萧宇凤忍不住冲着她翻了一个白眼,这人的想法真多。
“那我去吧!”
就像是下了多大的决心一样,萧酌酌回到自己房里拎起双肩包,一路追了下去。
许酿他们的动作特别的快,就算是抬着一个人,萧酌酌也是在半路上才追到他们的。
期间也遇到了正在勘察路线的章鸿飞,简单的打了一个招呼,一行人几乎不做半点停留。
“那抬着的是无垢的创始人,上午的时候不是还精神都舍得给那一伙儿老头吹牛吗?怎么才一顿饭的功夫,就躺下不动了。”
有村民忍不住开口议论了起来,站在他旁边的村民,对他做了一个噤声的动作:“你可别再说了,要是惹了章老师不高兴,直接撂挑子不干怎么办?

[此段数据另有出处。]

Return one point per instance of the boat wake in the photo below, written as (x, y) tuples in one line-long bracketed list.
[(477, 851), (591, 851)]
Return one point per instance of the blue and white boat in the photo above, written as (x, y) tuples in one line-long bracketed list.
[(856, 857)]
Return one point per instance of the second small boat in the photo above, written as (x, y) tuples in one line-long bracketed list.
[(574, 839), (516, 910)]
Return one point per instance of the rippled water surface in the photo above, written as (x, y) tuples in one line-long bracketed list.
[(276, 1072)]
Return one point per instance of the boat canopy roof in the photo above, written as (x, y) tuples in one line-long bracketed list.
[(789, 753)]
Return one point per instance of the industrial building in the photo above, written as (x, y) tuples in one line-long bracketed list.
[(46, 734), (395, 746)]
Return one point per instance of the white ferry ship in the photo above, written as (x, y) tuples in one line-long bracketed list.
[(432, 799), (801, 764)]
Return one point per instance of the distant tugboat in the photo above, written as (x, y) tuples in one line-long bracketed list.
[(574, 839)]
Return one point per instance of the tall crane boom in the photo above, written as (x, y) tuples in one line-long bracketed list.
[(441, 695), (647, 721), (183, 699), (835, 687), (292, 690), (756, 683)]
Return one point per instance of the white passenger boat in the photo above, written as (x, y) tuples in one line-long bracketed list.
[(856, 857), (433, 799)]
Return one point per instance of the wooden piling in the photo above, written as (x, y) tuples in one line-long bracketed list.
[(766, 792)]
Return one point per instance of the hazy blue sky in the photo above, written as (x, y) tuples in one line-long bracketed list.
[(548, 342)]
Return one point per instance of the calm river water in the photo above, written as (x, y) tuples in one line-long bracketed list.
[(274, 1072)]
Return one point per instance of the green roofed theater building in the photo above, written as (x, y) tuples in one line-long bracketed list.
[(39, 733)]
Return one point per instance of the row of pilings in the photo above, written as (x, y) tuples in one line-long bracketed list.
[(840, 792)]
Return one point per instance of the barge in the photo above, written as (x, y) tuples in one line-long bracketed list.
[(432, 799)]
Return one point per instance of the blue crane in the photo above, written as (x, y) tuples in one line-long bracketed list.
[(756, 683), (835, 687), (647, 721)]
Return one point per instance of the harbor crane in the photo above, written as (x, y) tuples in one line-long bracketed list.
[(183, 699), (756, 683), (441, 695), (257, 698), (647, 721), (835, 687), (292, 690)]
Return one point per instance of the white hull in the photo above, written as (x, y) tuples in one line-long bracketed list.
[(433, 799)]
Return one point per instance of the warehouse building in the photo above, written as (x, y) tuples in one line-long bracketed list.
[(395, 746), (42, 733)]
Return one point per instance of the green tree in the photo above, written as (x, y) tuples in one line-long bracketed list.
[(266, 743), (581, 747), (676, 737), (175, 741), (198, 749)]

你们要知道,章老师可是许总请来的人,如果不是因为无垢,咱们别说修路,就连想想都不会成立。”
“哎……确实是个多亏了无垢集团,但愿老爷子能够平安无事。”
萧远山看着女儿逐渐消失的背影,又忍不住担心起来,这老爷只要是在酒坊出的事儿,那许总会不会翻脸不认人呢?
直到章鸿飞叫他,帮忙测量一下山壁的距离,才让他回过神来继续投入着手上的工作。
范东哲的车本来就停在镇上,几人迅速地将许爷爷塞进的后座里面,张幺叔在许酿的感谢之声后,一个人扛着滑杆,看着他们挤进了小车里面。
开车的是范东哲,许酿和林医生一左一右坐在后面照顾许爷爷,萧酌酌迟疑了一下,还是坐进了副驾驶。
车子一路上了国道,如同飞驰一样的往市区赶去。
车里面的气氛,安静的让人有一种快要窒息的感觉,但谁也没有开口说话。